Takeaways from MANI’s chat with Anto Lecky, Ego Boyo & Imoh Eboh on the Movie Industry & Mental Health


On Wednesday, May 5, 2021, Mentally Aware Nigeria Initiative (MANI) hosted a Spaces event on the Twitter platform as part of its planned activities for Mental Health Awareness month. The focus of this event was on mental health and the movie industry in Nigeria and it had in attendance Anto Lecky, Ego Boyo and Imoh Eboh.

The discussion started with questions ranging from movies that depicted mental health negatively and positively, to what people in the industry need to do to improve the accurate depiction of mental health in movies.

It was stated that that the movie industry is a money-making business, hence why movie scripts tend to exaggerate some scenes; after all, a movie aims to get the public interested to watch and make money. The panellists advised people in the industry to engage in extensive research when developing mental health-related movies, as this is important because the film has the power to influence and change perception. Anto Lecky suggested that more short films, web series like MANI’s “Oga John” are created to depict and drive these mental health conversations as this will be a nudge to get the attention of the big players in the industry.

When asked what happens during those periods of being without a job and waiting for the next opportunity, Imoh Eboh said she practised a habit of saving. “Every little money I had, I started saving. So, since I finished Riona, I have been using money from there to sustain myself and get other things done as an actor. And then, I have the privilege of a house that I stay in for free.’’

Anto Lecky talked about how getting into character for a movie sometimes messes the mind;

I remember I had a role where I had to play a young girl who ended up getting pregnant at a really young age and I didn’t obviously experience that kind of thing in my real life so even being in that environment would be shocking, it really like totally messed me up, like I just, I feel like the emotions that I put into acting were for me realising that people actually go through this in real life. Portraying a role really does take a lot, it takes a lot even for me as a newbie that is not trained so well, maybe for me because I don’t have proper training.

Ego Boyo, who has been in the industry for thirty years plus commended the growth of awareness in mental health. She said;

In the last few years, there has been so much awareness about mental health issues and efforts to break that stigma which still exists, but I think more than ever, people are realising that it doesn’t serve anybody, anywhere, any good to suppress your feelings but to reach out and ask for help when you need it. We are getting to the point where people are more aware, of course, it’s not going to change overnight because we’ve been told as a generation to get on with it and it’s changing.

She also commended MANI’s role in promoting mental health awareness in the country.

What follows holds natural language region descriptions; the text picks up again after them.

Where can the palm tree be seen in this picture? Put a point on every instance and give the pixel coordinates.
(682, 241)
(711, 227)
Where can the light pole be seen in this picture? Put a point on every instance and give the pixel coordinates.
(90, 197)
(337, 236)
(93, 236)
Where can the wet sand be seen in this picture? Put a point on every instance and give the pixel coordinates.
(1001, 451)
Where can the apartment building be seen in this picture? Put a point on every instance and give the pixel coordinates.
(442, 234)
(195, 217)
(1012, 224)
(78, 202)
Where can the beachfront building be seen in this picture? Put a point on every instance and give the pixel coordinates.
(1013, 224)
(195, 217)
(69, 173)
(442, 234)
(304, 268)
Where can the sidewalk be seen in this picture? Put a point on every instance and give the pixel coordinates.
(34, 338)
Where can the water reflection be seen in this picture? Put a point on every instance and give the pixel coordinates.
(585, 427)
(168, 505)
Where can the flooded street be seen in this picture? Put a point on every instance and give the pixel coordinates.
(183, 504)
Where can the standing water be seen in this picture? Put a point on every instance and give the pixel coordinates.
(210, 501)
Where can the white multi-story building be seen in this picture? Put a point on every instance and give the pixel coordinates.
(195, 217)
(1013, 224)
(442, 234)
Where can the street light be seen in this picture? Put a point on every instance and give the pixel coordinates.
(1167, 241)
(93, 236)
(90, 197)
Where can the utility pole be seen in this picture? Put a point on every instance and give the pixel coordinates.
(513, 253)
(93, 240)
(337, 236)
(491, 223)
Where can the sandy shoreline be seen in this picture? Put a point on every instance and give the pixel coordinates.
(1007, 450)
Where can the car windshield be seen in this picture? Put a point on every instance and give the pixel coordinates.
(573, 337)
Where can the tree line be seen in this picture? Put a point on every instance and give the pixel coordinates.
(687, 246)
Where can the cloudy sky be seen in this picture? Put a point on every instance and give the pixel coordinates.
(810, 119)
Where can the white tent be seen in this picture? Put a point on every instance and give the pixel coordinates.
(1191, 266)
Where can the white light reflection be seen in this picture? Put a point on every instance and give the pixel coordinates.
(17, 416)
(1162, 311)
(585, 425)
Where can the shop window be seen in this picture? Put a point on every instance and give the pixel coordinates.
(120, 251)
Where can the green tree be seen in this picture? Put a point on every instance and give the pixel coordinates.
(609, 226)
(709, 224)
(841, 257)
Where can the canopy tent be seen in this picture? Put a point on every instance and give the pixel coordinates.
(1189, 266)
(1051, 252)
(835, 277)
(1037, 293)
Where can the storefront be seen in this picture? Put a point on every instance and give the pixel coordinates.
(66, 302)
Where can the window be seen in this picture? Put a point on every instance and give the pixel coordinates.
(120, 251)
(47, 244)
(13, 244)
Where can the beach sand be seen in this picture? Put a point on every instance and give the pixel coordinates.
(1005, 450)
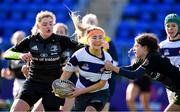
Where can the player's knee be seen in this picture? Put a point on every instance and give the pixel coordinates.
(19, 105)
(90, 108)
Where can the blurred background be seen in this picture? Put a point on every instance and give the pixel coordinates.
(121, 19)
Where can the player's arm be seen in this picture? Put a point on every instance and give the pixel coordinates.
(131, 74)
(66, 75)
(16, 52)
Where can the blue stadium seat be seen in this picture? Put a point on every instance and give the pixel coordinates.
(131, 11)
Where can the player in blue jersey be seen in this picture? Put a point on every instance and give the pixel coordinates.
(92, 88)
(43, 49)
(171, 46)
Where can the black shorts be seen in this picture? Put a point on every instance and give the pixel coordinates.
(32, 91)
(144, 83)
(96, 99)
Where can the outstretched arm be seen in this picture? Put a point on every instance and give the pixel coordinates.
(131, 74)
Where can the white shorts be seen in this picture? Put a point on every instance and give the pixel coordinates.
(170, 95)
(18, 83)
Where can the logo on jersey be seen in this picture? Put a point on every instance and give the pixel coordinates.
(166, 52)
(146, 62)
(34, 48)
(85, 67)
(53, 48)
(43, 55)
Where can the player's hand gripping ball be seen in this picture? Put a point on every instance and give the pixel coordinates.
(61, 88)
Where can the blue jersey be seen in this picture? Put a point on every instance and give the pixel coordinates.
(89, 68)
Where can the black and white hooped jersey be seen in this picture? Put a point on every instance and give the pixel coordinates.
(171, 49)
(89, 68)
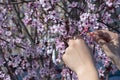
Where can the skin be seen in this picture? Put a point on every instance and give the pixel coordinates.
(79, 58)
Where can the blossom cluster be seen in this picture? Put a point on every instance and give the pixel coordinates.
(34, 34)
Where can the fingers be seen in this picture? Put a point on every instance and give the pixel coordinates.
(102, 36)
(75, 40)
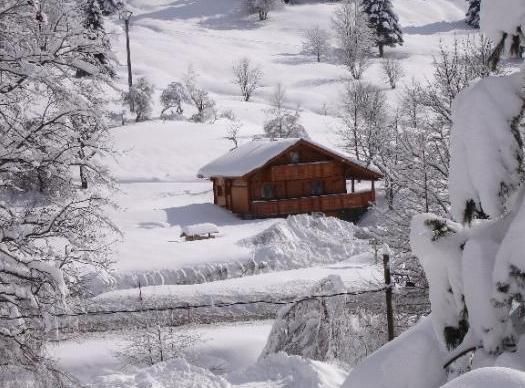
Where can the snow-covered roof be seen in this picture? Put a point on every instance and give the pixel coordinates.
(256, 154)
(200, 229)
(246, 158)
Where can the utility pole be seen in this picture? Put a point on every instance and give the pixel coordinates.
(388, 296)
(126, 16)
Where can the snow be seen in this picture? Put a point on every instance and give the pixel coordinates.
(442, 262)
(159, 194)
(176, 372)
(503, 16)
(246, 158)
(357, 273)
(489, 378)
(412, 360)
(200, 229)
(485, 156)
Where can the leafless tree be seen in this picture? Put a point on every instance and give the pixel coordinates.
(140, 97)
(201, 100)
(393, 71)
(233, 130)
(247, 77)
(354, 36)
(173, 97)
(363, 111)
(52, 233)
(316, 42)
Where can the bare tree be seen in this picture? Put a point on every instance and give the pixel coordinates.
(156, 343)
(247, 77)
(316, 42)
(363, 112)
(232, 133)
(201, 100)
(354, 36)
(393, 71)
(260, 7)
(140, 97)
(282, 122)
(52, 233)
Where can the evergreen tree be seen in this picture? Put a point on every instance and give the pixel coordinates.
(384, 22)
(473, 13)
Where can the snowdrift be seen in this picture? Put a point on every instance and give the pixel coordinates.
(276, 371)
(303, 240)
(300, 241)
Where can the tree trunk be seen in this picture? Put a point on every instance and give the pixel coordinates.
(83, 178)
(388, 297)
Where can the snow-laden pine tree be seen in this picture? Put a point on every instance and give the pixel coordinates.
(384, 22)
(282, 122)
(93, 26)
(472, 18)
(474, 262)
(52, 233)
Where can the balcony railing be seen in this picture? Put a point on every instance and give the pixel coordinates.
(323, 203)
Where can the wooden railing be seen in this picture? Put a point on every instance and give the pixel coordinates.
(305, 171)
(323, 203)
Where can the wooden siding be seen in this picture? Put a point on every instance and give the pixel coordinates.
(301, 171)
(323, 203)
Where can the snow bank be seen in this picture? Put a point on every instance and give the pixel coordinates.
(282, 370)
(246, 158)
(489, 378)
(173, 373)
(501, 16)
(330, 329)
(200, 229)
(486, 158)
(413, 360)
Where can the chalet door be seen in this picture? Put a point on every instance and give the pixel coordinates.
(228, 194)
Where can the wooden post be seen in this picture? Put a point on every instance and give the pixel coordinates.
(388, 296)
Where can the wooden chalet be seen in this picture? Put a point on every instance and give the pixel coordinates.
(274, 178)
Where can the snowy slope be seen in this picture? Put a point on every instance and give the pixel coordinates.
(156, 170)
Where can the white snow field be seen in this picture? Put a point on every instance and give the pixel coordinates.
(159, 193)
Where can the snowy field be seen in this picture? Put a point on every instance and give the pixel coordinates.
(159, 193)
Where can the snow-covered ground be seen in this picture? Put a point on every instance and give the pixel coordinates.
(159, 193)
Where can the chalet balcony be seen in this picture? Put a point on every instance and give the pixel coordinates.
(309, 170)
(322, 203)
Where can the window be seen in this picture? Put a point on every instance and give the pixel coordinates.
(294, 157)
(267, 191)
(317, 187)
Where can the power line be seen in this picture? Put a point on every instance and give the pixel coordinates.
(216, 305)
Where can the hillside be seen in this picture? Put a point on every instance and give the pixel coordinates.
(158, 191)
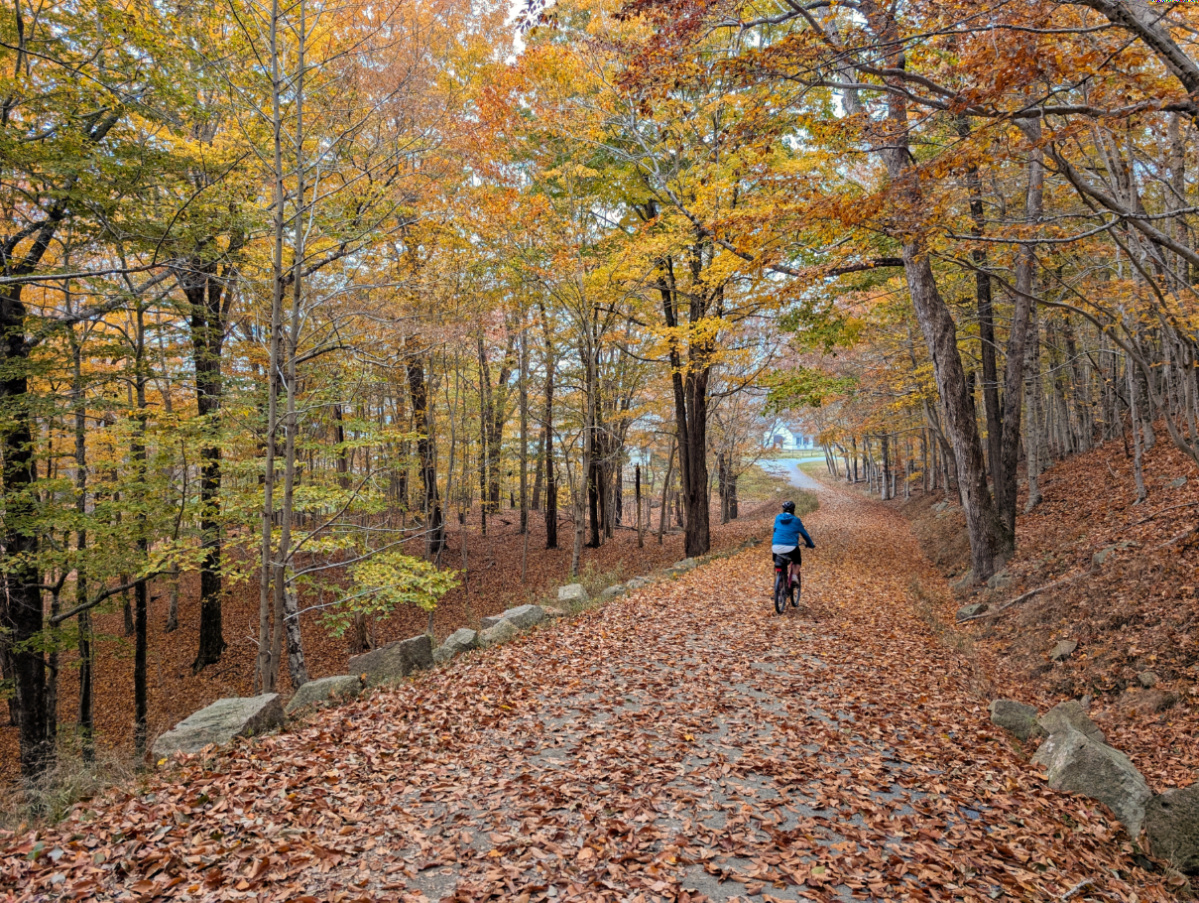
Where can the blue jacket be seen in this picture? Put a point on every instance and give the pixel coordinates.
(788, 530)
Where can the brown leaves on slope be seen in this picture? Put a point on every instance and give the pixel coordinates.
(1133, 608)
(681, 744)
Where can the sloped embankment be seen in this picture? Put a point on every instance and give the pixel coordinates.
(1124, 581)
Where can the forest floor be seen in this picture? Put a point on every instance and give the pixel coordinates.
(494, 583)
(682, 742)
(1128, 600)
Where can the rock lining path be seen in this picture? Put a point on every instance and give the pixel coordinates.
(681, 744)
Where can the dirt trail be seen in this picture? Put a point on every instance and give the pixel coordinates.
(681, 744)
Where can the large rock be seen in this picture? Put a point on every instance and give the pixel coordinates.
(1014, 717)
(1064, 650)
(1172, 828)
(221, 722)
(325, 691)
(1070, 714)
(1079, 764)
(572, 595)
(393, 661)
(525, 616)
(501, 632)
(461, 640)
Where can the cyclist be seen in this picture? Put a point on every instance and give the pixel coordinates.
(785, 543)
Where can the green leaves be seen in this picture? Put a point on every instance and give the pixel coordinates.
(805, 387)
(386, 581)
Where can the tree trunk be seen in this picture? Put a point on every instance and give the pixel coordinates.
(422, 421)
(637, 498)
(986, 319)
(206, 290)
(933, 314)
(550, 475)
(20, 607)
(1013, 375)
(524, 429)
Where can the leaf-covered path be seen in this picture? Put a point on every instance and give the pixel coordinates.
(681, 744)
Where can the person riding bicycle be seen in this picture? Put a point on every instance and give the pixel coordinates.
(785, 542)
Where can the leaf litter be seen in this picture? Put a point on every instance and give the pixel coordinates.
(680, 744)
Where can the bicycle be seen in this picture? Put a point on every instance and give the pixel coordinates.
(787, 587)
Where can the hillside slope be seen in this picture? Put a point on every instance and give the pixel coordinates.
(1127, 600)
(682, 744)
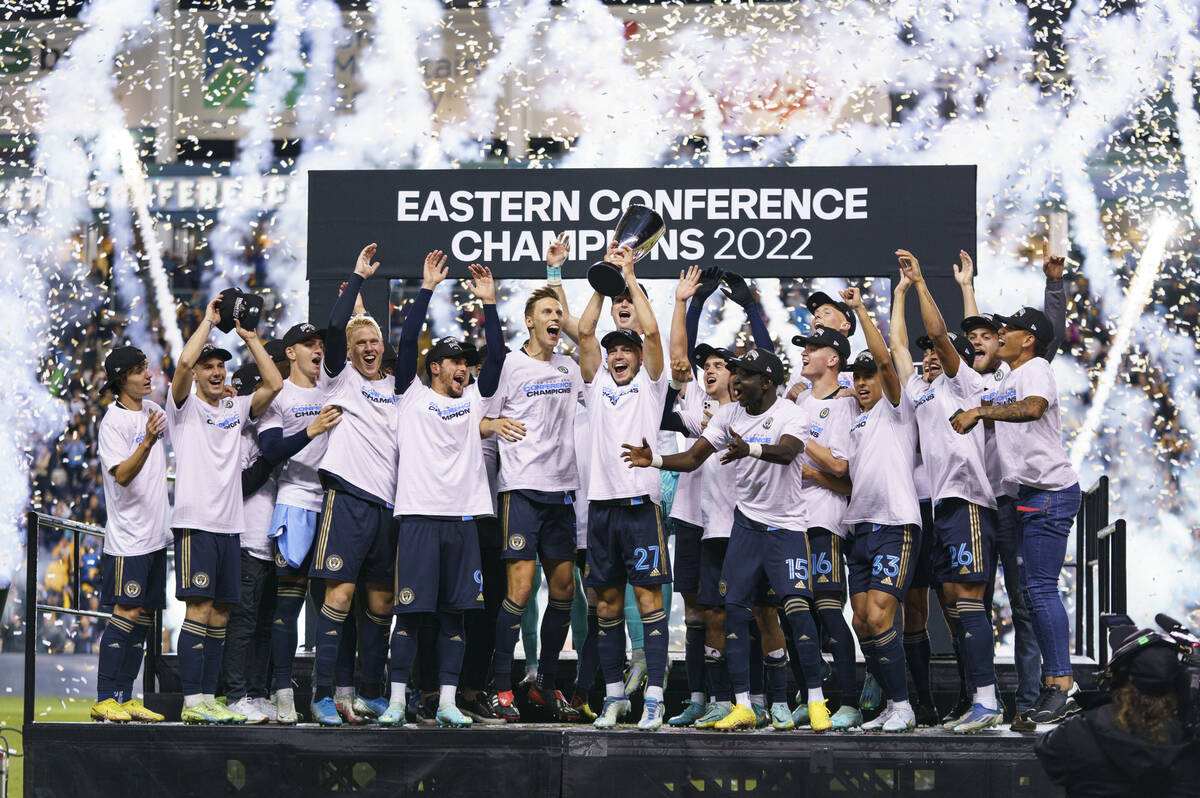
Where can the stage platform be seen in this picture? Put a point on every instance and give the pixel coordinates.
(531, 760)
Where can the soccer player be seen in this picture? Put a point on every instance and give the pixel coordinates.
(1038, 475)
(825, 490)
(883, 514)
(964, 504)
(133, 564)
(209, 519)
(444, 489)
(357, 535)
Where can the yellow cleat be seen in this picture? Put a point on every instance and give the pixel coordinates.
(738, 718)
(109, 711)
(819, 717)
(139, 713)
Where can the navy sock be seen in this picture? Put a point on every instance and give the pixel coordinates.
(841, 646)
(451, 646)
(916, 654)
(556, 624)
(508, 629)
(285, 635)
(214, 652)
(694, 655)
(654, 643)
(113, 646)
(373, 640)
(718, 673)
(611, 647)
(133, 653)
(804, 635)
(738, 645)
(403, 646)
(330, 623)
(589, 655)
(889, 658)
(977, 642)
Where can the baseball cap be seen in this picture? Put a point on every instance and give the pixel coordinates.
(761, 361)
(119, 361)
(246, 378)
(703, 352)
(621, 336)
(820, 299)
(823, 336)
(301, 333)
(983, 319)
(1030, 319)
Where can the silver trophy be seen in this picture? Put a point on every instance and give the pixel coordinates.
(640, 228)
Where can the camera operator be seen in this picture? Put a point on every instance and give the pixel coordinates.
(1134, 744)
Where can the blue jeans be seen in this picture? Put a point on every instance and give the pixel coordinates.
(1047, 517)
(1025, 645)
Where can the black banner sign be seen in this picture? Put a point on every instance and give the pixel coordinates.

A general question was posed on how to cope with the pressures of a role, social media and public expectation to which Imoh Eboh answered with “I just do my work, I focus on my work. Whenever I come out, I am coming out with my affirmations.’’

Anto Lecky followed with;

I would say my entry into the industry was because I was on a reality show and was heavily induced by people’s opinions of me. To be honest, in the beginning, things were really hard. I thought I had to live up to some kind of expectation, even till now – luckily it died down a bit. Well, it really took me some time to look inward and realise that social media is not the end of it all and Mark can vex and turn off Instagram, Jack can vex and turn off Twitter, so I had to realise that my life is so much more than what’s on social media, but it actually took me some time. Social media is not the only thing although it is an aspect of our lives but it is not the end or be it all.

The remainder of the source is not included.